Pada 2018, ia diangkat sebagai Hakim Yustisial di Mahkamah Agung, tepatnya di Kamar Pidana. Tugas tersebut menempatkannya dalam proses analisis perkara kasasi dan peninjauan kembali dari seluruh Indonesia. Setelah tiga tahun, ia berpindah ke Kamar Militer, memperluas pemahamannya terhadap sistem hukum militer.
Pengalaman lintas kamar tersebut menjadi bekal penting saat ia ditugaskan dalam sidang koneksitas yang memadukan yurisdiksi sipil dan militer.
Menangani Perkara Besar di Pengadilan Tipikor
Sejak dimutasi ke Pengadilan Negeri Jakarta Pusat pada April 2025, Nur Sari aktif menangani perkara-perkara korupsi besar. Salah satu yang menonjol adalah perkara dugaan pemerasan dalam pengurusan sertifikat K3 di Kementerian Ketenagakerjaan yang melibatkan mantan Wakil Menteri Ketenagakerjaan bersama sejumlah terdakwa lain.
Dalam persidangan, ia dikenal tegas dan lugas.
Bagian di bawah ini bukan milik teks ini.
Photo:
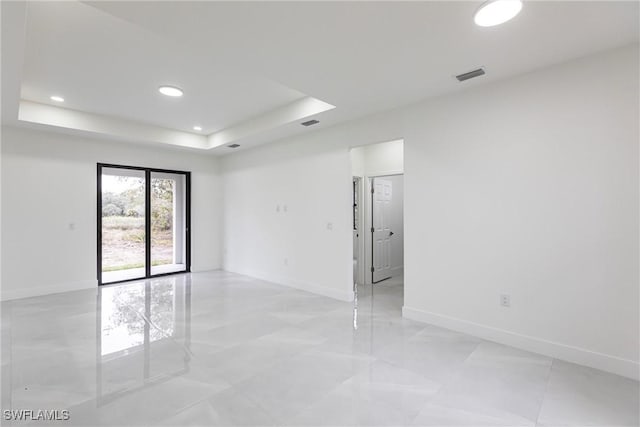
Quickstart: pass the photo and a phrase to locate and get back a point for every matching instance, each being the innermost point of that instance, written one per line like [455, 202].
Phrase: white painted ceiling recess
[252, 71]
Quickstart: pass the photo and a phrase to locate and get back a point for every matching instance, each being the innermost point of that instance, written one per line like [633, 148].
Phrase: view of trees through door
[125, 247]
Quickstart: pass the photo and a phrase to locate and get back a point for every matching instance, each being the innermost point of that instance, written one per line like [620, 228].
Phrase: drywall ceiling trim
[297, 110]
[13, 42]
[61, 117]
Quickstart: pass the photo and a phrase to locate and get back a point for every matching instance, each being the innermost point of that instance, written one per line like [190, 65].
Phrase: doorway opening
[143, 223]
[378, 212]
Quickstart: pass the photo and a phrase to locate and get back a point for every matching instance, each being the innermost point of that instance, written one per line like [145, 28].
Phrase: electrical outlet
[505, 300]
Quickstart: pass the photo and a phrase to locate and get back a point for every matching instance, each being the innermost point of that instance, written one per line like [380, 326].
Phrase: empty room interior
[320, 213]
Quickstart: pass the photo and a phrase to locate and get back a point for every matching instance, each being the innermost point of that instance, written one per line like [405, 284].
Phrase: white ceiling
[243, 63]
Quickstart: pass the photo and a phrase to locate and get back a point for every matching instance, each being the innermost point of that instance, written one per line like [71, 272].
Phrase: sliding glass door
[168, 226]
[143, 222]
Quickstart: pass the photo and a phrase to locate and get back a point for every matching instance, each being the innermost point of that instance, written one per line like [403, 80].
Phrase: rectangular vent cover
[470, 74]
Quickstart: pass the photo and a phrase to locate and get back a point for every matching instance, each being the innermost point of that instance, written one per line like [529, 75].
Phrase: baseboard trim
[346, 295]
[35, 291]
[616, 365]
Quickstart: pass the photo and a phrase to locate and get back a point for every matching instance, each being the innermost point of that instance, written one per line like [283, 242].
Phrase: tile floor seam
[546, 388]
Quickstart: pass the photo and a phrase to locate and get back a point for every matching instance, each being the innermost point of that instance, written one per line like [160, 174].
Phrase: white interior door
[381, 201]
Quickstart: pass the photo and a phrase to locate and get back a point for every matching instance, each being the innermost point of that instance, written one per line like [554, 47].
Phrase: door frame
[369, 215]
[187, 220]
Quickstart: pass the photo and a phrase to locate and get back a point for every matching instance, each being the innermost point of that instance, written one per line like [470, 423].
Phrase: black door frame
[147, 202]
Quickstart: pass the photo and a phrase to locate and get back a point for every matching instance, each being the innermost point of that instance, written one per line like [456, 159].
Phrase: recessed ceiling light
[496, 12]
[170, 91]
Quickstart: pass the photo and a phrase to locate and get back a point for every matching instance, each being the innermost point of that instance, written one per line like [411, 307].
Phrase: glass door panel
[123, 224]
[168, 222]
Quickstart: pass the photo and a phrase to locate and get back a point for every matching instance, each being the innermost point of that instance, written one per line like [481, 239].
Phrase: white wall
[397, 224]
[527, 186]
[49, 181]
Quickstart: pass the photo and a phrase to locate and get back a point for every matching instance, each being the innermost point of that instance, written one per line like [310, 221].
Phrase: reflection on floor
[137, 273]
[221, 349]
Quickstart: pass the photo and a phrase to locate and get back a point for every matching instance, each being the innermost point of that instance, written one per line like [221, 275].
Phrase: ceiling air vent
[310, 123]
[471, 74]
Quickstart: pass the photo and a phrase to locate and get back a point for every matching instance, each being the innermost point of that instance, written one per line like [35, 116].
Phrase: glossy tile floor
[221, 349]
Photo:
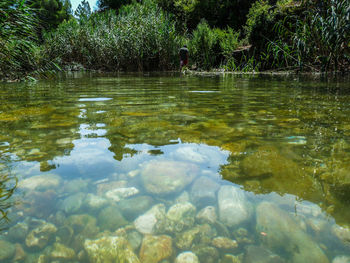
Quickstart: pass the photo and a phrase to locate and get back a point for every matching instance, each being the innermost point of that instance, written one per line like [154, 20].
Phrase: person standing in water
[183, 53]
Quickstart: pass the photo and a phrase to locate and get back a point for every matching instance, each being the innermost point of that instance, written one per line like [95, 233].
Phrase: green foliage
[211, 47]
[112, 4]
[8, 184]
[83, 11]
[218, 13]
[51, 12]
[17, 38]
[140, 37]
[324, 35]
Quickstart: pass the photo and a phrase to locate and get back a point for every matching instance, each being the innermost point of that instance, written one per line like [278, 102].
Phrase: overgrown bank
[279, 35]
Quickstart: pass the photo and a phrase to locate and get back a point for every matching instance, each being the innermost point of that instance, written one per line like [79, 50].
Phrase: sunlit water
[163, 168]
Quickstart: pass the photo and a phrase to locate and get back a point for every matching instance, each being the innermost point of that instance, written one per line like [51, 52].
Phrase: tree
[51, 12]
[112, 4]
[83, 11]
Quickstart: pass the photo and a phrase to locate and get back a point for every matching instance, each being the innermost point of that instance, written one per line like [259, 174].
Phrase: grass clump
[140, 37]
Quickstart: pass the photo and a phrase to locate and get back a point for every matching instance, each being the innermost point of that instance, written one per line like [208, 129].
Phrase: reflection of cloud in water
[95, 99]
[204, 155]
[90, 157]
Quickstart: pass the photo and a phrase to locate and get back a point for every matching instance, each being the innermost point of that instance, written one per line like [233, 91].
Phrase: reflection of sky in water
[95, 99]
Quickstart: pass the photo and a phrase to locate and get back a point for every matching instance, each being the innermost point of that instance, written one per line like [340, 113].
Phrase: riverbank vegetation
[124, 35]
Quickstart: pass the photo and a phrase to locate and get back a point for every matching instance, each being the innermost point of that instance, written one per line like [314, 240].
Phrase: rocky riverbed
[165, 211]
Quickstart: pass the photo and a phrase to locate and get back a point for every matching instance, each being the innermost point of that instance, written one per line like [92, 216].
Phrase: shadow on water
[8, 184]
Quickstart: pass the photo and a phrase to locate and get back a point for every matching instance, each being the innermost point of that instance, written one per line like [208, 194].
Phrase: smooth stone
[40, 182]
[7, 250]
[206, 254]
[184, 197]
[284, 233]
[256, 254]
[72, 203]
[61, 252]
[198, 234]
[167, 177]
[110, 249]
[64, 234]
[75, 185]
[155, 248]
[20, 254]
[135, 206]
[103, 188]
[343, 233]
[121, 193]
[40, 236]
[184, 240]
[203, 191]
[152, 221]
[224, 243]
[228, 258]
[234, 207]
[94, 201]
[207, 215]
[187, 257]
[83, 224]
[18, 232]
[180, 216]
[341, 259]
[135, 239]
[111, 219]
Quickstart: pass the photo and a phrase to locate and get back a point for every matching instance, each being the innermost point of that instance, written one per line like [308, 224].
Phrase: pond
[168, 168]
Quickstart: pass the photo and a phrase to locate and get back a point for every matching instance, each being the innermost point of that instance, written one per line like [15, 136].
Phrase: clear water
[239, 169]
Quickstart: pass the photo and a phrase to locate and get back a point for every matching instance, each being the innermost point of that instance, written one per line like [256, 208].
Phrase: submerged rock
[343, 233]
[20, 254]
[180, 216]
[283, 233]
[82, 224]
[135, 206]
[224, 243]
[110, 249]
[256, 254]
[277, 173]
[185, 239]
[118, 194]
[40, 182]
[72, 203]
[167, 177]
[94, 202]
[40, 236]
[207, 215]
[111, 219]
[187, 257]
[228, 258]
[155, 248]
[7, 250]
[18, 232]
[234, 208]
[61, 252]
[203, 191]
[152, 221]
[206, 254]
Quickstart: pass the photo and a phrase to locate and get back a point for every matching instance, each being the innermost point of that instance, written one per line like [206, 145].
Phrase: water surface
[158, 168]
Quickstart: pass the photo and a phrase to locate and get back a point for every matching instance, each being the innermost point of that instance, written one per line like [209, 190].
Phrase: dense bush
[18, 52]
[313, 35]
[212, 47]
[140, 37]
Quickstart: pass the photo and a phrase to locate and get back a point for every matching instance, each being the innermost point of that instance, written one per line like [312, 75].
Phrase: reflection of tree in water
[34, 128]
[8, 184]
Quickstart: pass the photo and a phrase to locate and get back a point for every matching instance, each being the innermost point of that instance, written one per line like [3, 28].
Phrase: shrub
[140, 37]
[212, 47]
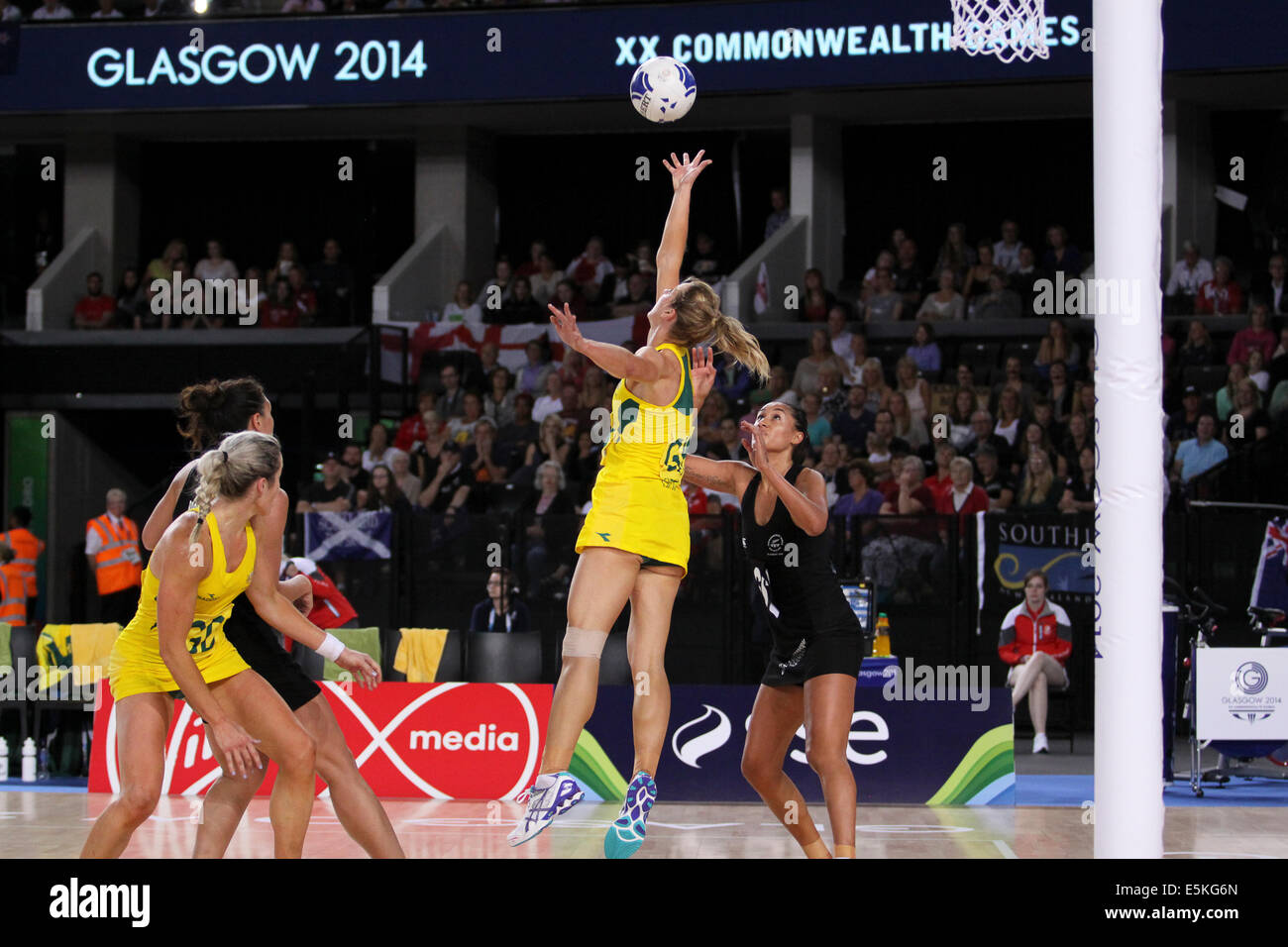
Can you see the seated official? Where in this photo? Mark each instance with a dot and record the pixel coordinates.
(1035, 641)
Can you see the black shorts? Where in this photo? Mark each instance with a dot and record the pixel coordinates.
(828, 652)
(258, 646)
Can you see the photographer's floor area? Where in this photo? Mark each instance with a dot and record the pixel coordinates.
(54, 825)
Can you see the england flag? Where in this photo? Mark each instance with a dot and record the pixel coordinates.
(365, 535)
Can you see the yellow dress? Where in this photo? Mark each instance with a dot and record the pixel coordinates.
(137, 667)
(636, 504)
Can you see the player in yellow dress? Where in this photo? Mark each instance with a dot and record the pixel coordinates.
(205, 560)
(635, 543)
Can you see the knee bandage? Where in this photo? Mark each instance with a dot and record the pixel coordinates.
(580, 642)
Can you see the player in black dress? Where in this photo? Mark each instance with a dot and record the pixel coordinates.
(816, 638)
(207, 411)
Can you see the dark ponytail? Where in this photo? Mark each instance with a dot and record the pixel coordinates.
(213, 408)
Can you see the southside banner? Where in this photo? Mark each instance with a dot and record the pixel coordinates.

Ia kerap mencecar saksi yang dinilai tidak konsisten, guna menggali fakta secara mendalam. Gaya persidangan tersebut dinilai sebagai refleksi dari pengalamannya selama bertugas di Mahkamah Agung.
Selain itu, ia juga terlibat dalam perkara korupsi PT ASDP Indonesia Ferry yang menimbulkan kerugian negara hingga Rp1,25 triliun. Dalam perkara tersebut, ia menyampaikan pandangan hukum yang menyoroti perbedaan antara unsur kesengajaan korupsi dan kelalaian dalam tata kelola korporasi sebuah pendekatan yang dinilai penting dalam perkembangan hukum pidana korporasi di Indonesia.
Perkara Koneksitas dan Dimensi Internasional
Perkara yang kini ditanganinya di Pengadilan Militer Tinggi II Jakarta tergolong kompleks. Selain melibatkan pejabat militer dan warga negara asing, kasus ini juga memiliki implikasi internasional, termasuk putusan arbitrase di Singapura yang berdampak pada aset negara di luar negeri.
Dalam sistem hukum Indonesia, perkara koneksitas diatur untuk memastikan bahwa terdakwa sipil tetap mendapatkan pemeriksaan oleh hakim dari peradilan umum. Hal ini menjadi penting agar prinsip keadilan tetap terjaga meskipun perkara diperiksa di lingkungan peradilan militer.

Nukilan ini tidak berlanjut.